The professor bestows a Vespa scooter and a glittering bracelet upon Blake in exchange for a girlfriend experience, but the most valuable thing he gives her is a salacious story to tell. Stone’s film then kicks into high gear as Blake tries on a new identity as a gonzo journalist (even dressing up as Hunter S. Thompson at a Halloween party), until she has to reconcile the emptiness of her transactional romance with her own ideals.

Stone asks an important question here: If a guy calls when he says he will, makes concrete plans in advance and takes you to tapas restaurants, does it matter if he also treats you like a prostitute?

Pretty Woman aside, this is new territory for the rom com, one that’s worth supporting, especially when you consider it was made in the Canadian film system where female-fronted comedies by young creators (Stone is 28) are a rarity. Like its floundering protagonist, the film has so much potential, including an ensemble of cool millennials (Riverdale’s Hayley Law and Jane the Virgin’s Brett Dier ooze charisma as Blake’s roommate and age-appropriate love interest, respectively), gauzy cinematography, a slick synth-y soundtrack and some pivotal scenes that shade a young woman’s relationship to sex and power in approximately 50 shades of grey.

Yet Stone’s drive to make a crowd-pleaser (which her film remains, despite its flaws) means her story can’t get too dark. She won’t even investigate how Blake actually feels about what she’s going through, or what she does desire from sex or a relationship, and the film suffers for it, despite its charming lead.
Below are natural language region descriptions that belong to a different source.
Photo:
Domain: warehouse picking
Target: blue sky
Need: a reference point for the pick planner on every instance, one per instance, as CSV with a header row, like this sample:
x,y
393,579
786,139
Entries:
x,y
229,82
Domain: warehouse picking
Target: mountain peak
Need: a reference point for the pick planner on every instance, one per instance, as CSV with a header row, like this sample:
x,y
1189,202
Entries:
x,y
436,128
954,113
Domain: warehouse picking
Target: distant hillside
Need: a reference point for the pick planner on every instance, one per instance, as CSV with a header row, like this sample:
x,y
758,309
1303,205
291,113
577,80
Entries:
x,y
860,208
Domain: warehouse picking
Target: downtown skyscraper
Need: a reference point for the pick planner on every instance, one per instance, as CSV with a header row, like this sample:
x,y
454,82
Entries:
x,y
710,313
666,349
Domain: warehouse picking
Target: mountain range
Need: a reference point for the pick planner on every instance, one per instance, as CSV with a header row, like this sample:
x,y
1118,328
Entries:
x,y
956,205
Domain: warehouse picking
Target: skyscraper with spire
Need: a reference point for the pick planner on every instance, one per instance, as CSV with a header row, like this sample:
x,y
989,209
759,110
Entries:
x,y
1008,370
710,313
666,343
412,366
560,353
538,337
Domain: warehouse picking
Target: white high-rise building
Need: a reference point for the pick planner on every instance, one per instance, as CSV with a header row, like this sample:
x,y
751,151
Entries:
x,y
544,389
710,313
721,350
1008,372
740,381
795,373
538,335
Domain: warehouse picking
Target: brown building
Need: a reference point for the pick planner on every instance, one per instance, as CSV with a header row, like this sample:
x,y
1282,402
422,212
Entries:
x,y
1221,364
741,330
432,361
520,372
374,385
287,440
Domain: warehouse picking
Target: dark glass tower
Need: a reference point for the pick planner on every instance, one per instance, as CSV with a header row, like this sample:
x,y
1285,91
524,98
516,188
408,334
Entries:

In some scenes – playing Dance Dance Revolution with her roommate, bantering with Dier on the bleachers – Barden sinks into her character, becoming brash, dorky and physical. This girl is really fun to watch. But when she’s out with the professor, she plays Blake like a verrrrrry sexxxxy baby, her infantilism and helplessness seemingly the source of her sexual viability.

It is weird to look back and realize that men most wanted to date you at 22 because you were so easily taken advantage of – that a woman is never so attractive as when she’s considered young, dumb and vulnerable. As the romantic comedy enters the #MeToo era, it’s imperative for young filmmakers to investigate the fraught power dynamics between men and women by actually showing the emotional weight of these experiences.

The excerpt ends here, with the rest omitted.